WERZ
- Exeter, New Hampshire; United States;
- Broadcast area: Portsmouth, New Hampshire
- Frequency: 107.1 MHz (HD Radio)
- Branding: Z107

Programming
- Format: Top 40 (CHR)
- Affiliations: Premiere Networks

Ownership
- Owner: iHeartMedia; (iHM Licenses, LLC);
- Sister stations: WHEB; WPKX; WQSO; WTBU;

History
- First air date: September 21, 1972
- Former call signs: WKXR-FM (1972–1982)

Technical information
- Licensing authority: FCC
- Facility ID: 53385
- Class: A
- ERP: 5,200 watts
- HAAT: 106 meters (348 ft)
- Transmitter coordinates: 43°1′38.3″N 70°52′49.1″W﻿ / ﻿43.027306°N 70.880306°W

Links
- Public license information: Public file; LMS;
- Webcast: Listen live (via iHeartRadio)
- Website: z107fm.iheart.com

= WERZ =

Radio station in Exeter, New Hampshire

WERZ (107.1 FM) is a radio station licensed to Exeter, New Hampshire.

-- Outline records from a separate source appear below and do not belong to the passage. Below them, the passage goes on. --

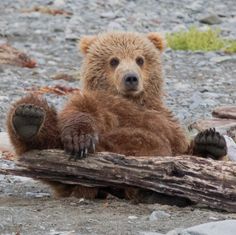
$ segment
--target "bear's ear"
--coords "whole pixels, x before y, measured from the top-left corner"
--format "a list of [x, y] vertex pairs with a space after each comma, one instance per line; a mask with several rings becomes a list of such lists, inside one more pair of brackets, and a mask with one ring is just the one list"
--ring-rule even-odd
[[96, 36], [83, 36], [80, 39], [79, 49], [84, 55], [86, 55], [88, 53], [88, 49], [90, 48], [92, 43], [94, 43], [96, 38], [97, 38]]
[[160, 52], [163, 52], [165, 49], [165, 40], [159, 33], [152, 32], [147, 37]]

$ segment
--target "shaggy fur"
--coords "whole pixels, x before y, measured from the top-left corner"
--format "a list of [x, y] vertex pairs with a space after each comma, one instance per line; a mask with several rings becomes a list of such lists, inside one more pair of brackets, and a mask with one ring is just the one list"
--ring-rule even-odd
[[[189, 141], [162, 101], [163, 47], [157, 33], [119, 32], [82, 38], [83, 93], [74, 94], [58, 116], [38, 97], [18, 101], [8, 117], [8, 132], [17, 154], [64, 148], [75, 157], [83, 157], [94, 151], [95, 144], [96, 151], [137, 157], [187, 153]], [[127, 88], [127, 74], [137, 82], [134, 89]], [[30, 140], [22, 139], [12, 124], [16, 108], [22, 104], [45, 111], [39, 132]], [[50, 184], [59, 196], [98, 196], [95, 188]]]

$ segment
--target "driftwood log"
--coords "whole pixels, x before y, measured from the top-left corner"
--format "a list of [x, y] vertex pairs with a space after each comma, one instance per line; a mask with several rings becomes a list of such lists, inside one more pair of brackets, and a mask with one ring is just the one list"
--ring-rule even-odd
[[68, 161], [61, 150], [31, 151], [0, 174], [67, 184], [138, 187], [188, 198], [210, 208], [236, 212], [236, 163], [194, 156], [132, 157], [97, 153]]

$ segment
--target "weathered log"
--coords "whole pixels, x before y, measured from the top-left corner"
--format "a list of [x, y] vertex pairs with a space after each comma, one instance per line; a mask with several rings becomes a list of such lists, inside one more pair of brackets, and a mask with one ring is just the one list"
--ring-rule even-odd
[[133, 157], [96, 153], [68, 161], [61, 150], [31, 151], [0, 174], [67, 184], [138, 187], [188, 198], [210, 208], [236, 212], [236, 163], [194, 156]]

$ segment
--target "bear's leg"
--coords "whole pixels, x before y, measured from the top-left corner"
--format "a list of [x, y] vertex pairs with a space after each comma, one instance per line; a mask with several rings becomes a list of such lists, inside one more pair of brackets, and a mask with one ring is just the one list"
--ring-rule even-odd
[[200, 157], [221, 160], [227, 154], [226, 141], [214, 128], [198, 133], [191, 145], [192, 154]]
[[[38, 96], [26, 96], [13, 105], [7, 128], [18, 156], [31, 149], [62, 148], [56, 110]], [[52, 187], [57, 197], [95, 198], [98, 195], [97, 188], [42, 181]]]

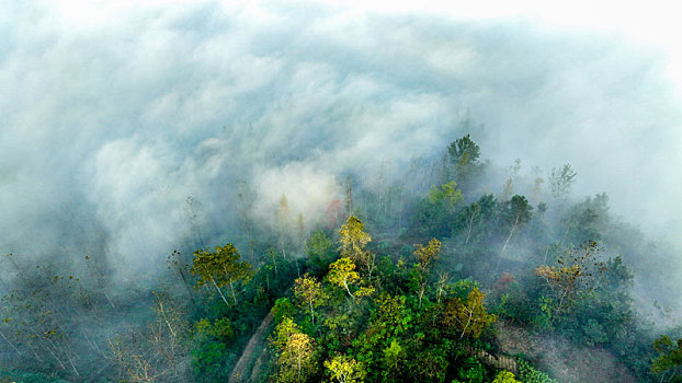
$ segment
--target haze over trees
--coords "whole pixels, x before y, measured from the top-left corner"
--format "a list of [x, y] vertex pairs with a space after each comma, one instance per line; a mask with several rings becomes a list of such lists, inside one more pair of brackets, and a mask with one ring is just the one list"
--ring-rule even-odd
[[[428, 187], [409, 177], [382, 190], [348, 184], [352, 208], [336, 213], [343, 221], [306, 223], [310, 234], [295, 233], [283, 196], [274, 231], [243, 220], [247, 251], [254, 252], [249, 262], [231, 243], [191, 258], [175, 251], [152, 291], [111, 291], [105, 272], [50, 275], [47, 265], [30, 271], [5, 255], [3, 267], [14, 271], [12, 285], [1, 285], [0, 376], [681, 380], [682, 335], [679, 327], [661, 333], [638, 311], [628, 262], [641, 249], [628, 237], [632, 229], [610, 216], [607, 196], [570, 199], [577, 174], [568, 164], [552, 171], [552, 190], [535, 189], [546, 202], [504, 196], [504, 187], [480, 192], [477, 178], [492, 166], [478, 162], [480, 151], [469, 135], [453, 141], [445, 148], [452, 161], [423, 165], [442, 166], [432, 177], [439, 184]], [[377, 200], [391, 199], [399, 208], [376, 209]], [[534, 351], [519, 352], [521, 345]], [[583, 353], [565, 356], [577, 371], [555, 369], [552, 349], [559, 345]], [[615, 368], [576, 362], [596, 356]]]

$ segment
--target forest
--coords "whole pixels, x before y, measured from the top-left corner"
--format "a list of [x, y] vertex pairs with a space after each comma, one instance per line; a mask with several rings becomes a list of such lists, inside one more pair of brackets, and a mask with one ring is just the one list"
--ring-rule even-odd
[[3, 254], [0, 382], [681, 382], [682, 327], [634, 288], [669, 289], [674, 249], [573, 197], [570, 164], [482, 154], [466, 134], [348, 174], [318, 217], [282, 195], [272, 224], [238, 181], [228, 243], [204, 243], [189, 197], [192, 240], [148, 288], [96, 256]]

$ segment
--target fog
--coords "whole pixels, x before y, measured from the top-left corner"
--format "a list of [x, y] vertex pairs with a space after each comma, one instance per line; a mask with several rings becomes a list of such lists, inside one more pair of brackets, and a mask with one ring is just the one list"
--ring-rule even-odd
[[236, 241], [240, 181], [254, 219], [286, 195], [312, 225], [348, 174], [436, 159], [467, 118], [497, 165], [570, 163], [573, 197], [607, 193], [653, 240], [681, 227], [680, 100], [624, 36], [279, 2], [70, 11], [0, 5], [0, 253], [150, 272], [193, 225]]

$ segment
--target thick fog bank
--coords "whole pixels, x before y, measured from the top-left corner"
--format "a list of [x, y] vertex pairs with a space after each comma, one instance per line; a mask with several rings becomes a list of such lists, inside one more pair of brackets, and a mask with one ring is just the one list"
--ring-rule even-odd
[[197, 231], [232, 241], [241, 181], [253, 218], [286, 194], [311, 224], [346, 174], [437, 158], [467, 116], [482, 158], [571, 163], [573, 196], [606, 192], [657, 237], [682, 212], [680, 102], [661, 57], [617, 37], [277, 3], [61, 11], [0, 5], [1, 253], [148, 271]]

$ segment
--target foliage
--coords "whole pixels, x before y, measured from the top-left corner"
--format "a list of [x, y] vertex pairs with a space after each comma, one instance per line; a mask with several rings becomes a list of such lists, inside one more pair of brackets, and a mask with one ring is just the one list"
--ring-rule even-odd
[[458, 297], [452, 298], [445, 304], [443, 323], [448, 328], [458, 332], [459, 338], [465, 336], [478, 338], [496, 320], [495, 314], [488, 314], [484, 306], [485, 294], [474, 288], [466, 301]]
[[367, 278], [372, 278], [375, 266], [375, 256], [365, 249], [372, 236], [365, 231], [365, 225], [355, 216], [349, 217], [346, 222], [339, 230], [339, 242], [341, 257], [352, 259], [356, 265], [366, 270]]
[[651, 363], [651, 371], [661, 376], [661, 381], [682, 382], [682, 338], [673, 341], [663, 335], [653, 341], [658, 357]]
[[492, 383], [521, 383], [514, 378], [514, 374], [509, 371], [500, 371], [497, 375], [495, 375]]
[[552, 185], [552, 195], [554, 198], [565, 197], [571, 185], [576, 182], [576, 173], [570, 164], [564, 164], [560, 169], [553, 167], [549, 175], [549, 185]]
[[200, 249], [194, 252], [194, 263], [192, 265], [192, 275], [198, 277], [197, 286], [204, 286], [211, 282], [225, 304], [229, 305], [221, 287], [229, 286], [234, 303], [237, 304], [237, 294], [235, 292], [235, 283], [251, 277], [251, 265], [247, 262], [239, 260], [240, 255], [231, 243], [220, 247], [216, 246], [215, 252], [206, 252]]
[[299, 305], [309, 310], [310, 322], [315, 324], [315, 309], [323, 304], [327, 299], [322, 283], [306, 274], [294, 281], [294, 295]]
[[523, 383], [557, 383], [556, 380], [542, 371], [535, 370], [531, 363], [524, 360], [519, 360], [516, 365], [519, 367], [519, 379]]
[[325, 361], [325, 368], [332, 381], [339, 383], [362, 383], [365, 371], [362, 363], [346, 356], [336, 356]]

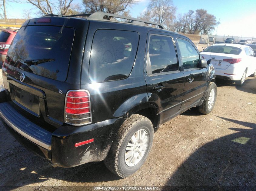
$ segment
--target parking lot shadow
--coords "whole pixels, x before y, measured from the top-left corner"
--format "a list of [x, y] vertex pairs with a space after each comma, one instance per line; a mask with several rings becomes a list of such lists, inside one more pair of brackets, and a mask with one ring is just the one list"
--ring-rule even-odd
[[256, 94], [256, 78], [249, 77], [247, 78], [242, 86], [236, 86], [234, 82], [219, 79], [216, 79], [216, 84], [217, 87], [235, 87], [237, 89], [240, 91]]
[[197, 150], [166, 186], [175, 190], [256, 189], [256, 124], [217, 116], [235, 123], [229, 129], [235, 132]]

The station is owned by iHeartMedia. WERZ broadcasts from studios located on Lafayette Road in Portsmouth and from a transmitter located on Long Hill in Stratham. Its on-air call sign is "Z107, Exeter/Portsmouth". WERZ's signal serves the coastal area from Salem Harbor up north to Biddeford, Maine, including the Portsmouth and Dover-Rochester areas of New Hampshire, southern York County, Maine, and northeastern Massachusetts, where it overlaps with sister station WXKS-FM from Boston.

==History==
The station went on the air September 21, 1972, as WKXR-FM. In March 1982, the call letters were changed to WERZ and the format was changed to Top 40/CHR as "Z107". The first program director was Jack O'Brien and the studios were located at 11 Downing Court in Exeter.

Boston area concert promoter Don Law's Precision Media purchased the station in 1986 and modified the format to a hybrid of adult contemporary and top 40 (hot adult contemporary) as "107 FM WERZ". In 1989, WERZ had a slogan of "13 Hits in a row" and competed wildly against WHEB AM–FM. Pete Falconi was program director and allowed air staff such as Lindsay Robins, Tim Fontaine, and Jeff the Doctor, to produce authentic, and unique radio shows. The result was pumping out as many hits an hour as possible, and providing the community of the Seacoast with live remote broadcasts. Ratings as per Arbitron (1989) competed well with WHEB.

Specialty weekend programs helped to boost ratings, including the legendary American Top 40 with Shadoe Stevens, the Weekly Top 40 with Rick Dees, and The WERZ's House Party Saturday Night featuring uptempo party songs and a megamix of popular dance music, as well as frequent prize giveaways and heavy listener interaction and requests.

WERZ remained a hot throughout all of the 2000s. For the first time in December 2008, WERZ went all-Christmas. After the holiday season, WERZ became an adult contemporary. Then, in December 2009, WERZ went Christmas again and this time returned to a hot AC format.

In February 2010, WSKX and WERZ announced that Matty in the Morning, syndicated by WXKS-FM out of Boston, would be moving from WSKX to WERZ.

On October 4, 2012, at 3 pm, WERZ returned to a CHR format and the "Z107" branding.